Published online 9 July 2020

Sperm cells are given another function within biohybrid magnetic microrobots.

Andrew Scott

The IRONSperm biohybrid magnetic microrobot
The IRONSperm biohybrid magnetic microrobot
Veronika Magdanz, 2020
Sperm cells that are no longer capable of self-propulsion could be combined with metallic nanoparticles to make magnetic microrobots that deliver drugs to diseased tissues or guide tethered micro-surgical apparatus.

The technology, called IRONSperm, is being developed by researchers in Germany and the Netherlands, with numerical modelling assistance from Anke Klingner, at the German University in Cairo, Egypt.

“It was a fascinating achievement to see dead sperm cells swimming,” says group member, Islam Khalil, at the University of Twente in the Netherlands. He believes the system could become even more useful when applied to live sperm cells, and might eventually be adapted to assist in clinical fertilization procedures.

Using bovine cells in their proof-of-concept work, the team found that dead sperm cells could be made to move again with a simple one-step self-assembly process. The attraction between opposite electric charges on the sperm cells, and on magnetic iron oxide nanoparticles, forms the nanoparticle-coated hybrids that the team describes as ‘flexible magnetic microswimmers’.

The biological cells provide a suitable medium for loading with drugs or diagnostic imaging compounds, for release where desired. The metallic coating will allow magnetic guidance and control of the flexible swimming motion through living tissues.

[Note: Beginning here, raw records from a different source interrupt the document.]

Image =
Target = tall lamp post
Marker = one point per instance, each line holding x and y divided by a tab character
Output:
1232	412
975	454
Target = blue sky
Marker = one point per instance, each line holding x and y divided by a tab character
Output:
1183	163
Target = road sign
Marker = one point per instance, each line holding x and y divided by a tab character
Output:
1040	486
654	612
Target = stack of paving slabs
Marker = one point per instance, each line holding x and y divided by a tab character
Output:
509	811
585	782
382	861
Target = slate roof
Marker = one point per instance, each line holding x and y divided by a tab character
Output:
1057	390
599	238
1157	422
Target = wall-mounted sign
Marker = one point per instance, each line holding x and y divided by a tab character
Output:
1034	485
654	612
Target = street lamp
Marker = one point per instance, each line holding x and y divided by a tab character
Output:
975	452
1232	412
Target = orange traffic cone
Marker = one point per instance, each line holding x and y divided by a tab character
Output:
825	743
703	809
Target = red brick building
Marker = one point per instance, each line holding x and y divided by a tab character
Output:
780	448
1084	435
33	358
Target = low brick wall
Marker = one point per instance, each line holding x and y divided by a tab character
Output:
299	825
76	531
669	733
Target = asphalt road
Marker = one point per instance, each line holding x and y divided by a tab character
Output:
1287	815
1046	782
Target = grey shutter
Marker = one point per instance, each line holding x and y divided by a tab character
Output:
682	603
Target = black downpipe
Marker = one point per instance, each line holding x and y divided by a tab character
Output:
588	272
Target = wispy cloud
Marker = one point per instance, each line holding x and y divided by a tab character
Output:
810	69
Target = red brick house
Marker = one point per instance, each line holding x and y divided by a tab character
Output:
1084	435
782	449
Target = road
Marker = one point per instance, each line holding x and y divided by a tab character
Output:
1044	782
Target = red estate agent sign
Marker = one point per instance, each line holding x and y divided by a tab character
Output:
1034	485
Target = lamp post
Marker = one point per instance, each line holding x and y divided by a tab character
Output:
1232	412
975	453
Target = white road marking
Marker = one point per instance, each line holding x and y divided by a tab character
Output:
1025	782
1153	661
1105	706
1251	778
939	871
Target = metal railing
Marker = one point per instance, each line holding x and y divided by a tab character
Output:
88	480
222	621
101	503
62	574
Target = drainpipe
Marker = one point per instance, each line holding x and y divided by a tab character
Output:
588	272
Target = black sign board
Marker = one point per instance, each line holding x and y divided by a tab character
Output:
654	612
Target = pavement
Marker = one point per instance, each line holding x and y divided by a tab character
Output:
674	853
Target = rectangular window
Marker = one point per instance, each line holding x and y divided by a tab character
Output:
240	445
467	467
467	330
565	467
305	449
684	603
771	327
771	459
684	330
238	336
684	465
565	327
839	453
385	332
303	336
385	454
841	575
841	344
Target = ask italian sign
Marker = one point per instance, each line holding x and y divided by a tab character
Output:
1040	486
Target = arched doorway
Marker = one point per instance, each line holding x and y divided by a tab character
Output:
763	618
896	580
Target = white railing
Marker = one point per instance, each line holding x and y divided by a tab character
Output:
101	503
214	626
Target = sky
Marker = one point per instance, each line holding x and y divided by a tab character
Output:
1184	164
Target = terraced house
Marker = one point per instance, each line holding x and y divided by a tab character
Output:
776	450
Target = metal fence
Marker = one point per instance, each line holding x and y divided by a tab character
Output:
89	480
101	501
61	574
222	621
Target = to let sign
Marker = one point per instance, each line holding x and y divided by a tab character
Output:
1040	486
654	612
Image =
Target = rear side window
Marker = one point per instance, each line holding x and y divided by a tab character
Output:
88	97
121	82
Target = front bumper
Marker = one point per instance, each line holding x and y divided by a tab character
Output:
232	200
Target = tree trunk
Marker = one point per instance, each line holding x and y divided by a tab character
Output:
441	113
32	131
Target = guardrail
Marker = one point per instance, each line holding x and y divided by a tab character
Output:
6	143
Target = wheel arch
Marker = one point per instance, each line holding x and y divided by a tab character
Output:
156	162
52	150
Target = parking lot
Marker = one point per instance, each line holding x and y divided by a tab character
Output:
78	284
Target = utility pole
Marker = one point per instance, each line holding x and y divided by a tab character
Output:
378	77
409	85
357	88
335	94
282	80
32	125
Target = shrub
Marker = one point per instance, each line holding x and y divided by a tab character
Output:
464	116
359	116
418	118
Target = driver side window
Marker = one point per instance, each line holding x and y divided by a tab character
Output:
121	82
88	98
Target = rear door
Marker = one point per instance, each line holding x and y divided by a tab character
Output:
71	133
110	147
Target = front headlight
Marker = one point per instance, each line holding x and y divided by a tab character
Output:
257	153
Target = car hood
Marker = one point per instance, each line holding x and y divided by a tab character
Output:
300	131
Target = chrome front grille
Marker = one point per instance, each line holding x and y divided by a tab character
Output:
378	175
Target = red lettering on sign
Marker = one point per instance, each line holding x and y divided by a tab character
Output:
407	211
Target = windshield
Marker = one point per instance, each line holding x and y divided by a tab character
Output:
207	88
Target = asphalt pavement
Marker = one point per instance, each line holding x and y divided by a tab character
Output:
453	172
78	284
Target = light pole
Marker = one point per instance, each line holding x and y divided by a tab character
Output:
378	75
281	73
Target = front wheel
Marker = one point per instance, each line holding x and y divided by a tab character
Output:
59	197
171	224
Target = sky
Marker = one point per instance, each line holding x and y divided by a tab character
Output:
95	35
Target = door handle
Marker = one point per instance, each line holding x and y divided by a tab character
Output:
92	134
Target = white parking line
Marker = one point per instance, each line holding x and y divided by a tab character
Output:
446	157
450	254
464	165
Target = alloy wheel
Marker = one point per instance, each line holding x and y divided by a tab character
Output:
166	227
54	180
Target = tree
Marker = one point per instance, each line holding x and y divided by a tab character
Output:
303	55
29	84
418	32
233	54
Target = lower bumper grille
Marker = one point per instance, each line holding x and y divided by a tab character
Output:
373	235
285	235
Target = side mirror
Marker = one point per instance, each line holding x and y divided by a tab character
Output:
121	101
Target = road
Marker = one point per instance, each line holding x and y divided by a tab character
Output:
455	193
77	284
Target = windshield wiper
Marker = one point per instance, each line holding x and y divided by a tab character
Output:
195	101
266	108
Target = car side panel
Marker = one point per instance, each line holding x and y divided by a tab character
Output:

The ability to transport and deliver drugs was demonstrated by filling the cells with the anti-cancer drug doxorubicin, followed by tests that indicated there was potential to achieve drug release when desired.

Good biocompatibilty of the microrobots was also found on exposure to cultured human cancer cells, suggesting toxic side effects will be avoided.

The researchers acknowledge there is still much work to do to convert their innovation into a useful clinical tool.

“We are just starting to understand how this microswimmer works, and its performance in more complex scenarios needs to be investigated,” says team member, Veronika Magdanz of the Technical University of Dresden.

Mechanical engineer Eric Diller of the University of Toronto, who was not involved in the study, says, “These biohybrid magnetic microrobots are exciting. The process to make them is simpler than many other microrobot fabrication methods. I look forward to seeing their biomedical validation, notably safe and effective targeted drug delivery inside living tissue.”


Magdanz, V. et al. IRONSperm: Sperm-templated soft magnetic microrobots. Sci. Adv. 6, eaba5855 (2020).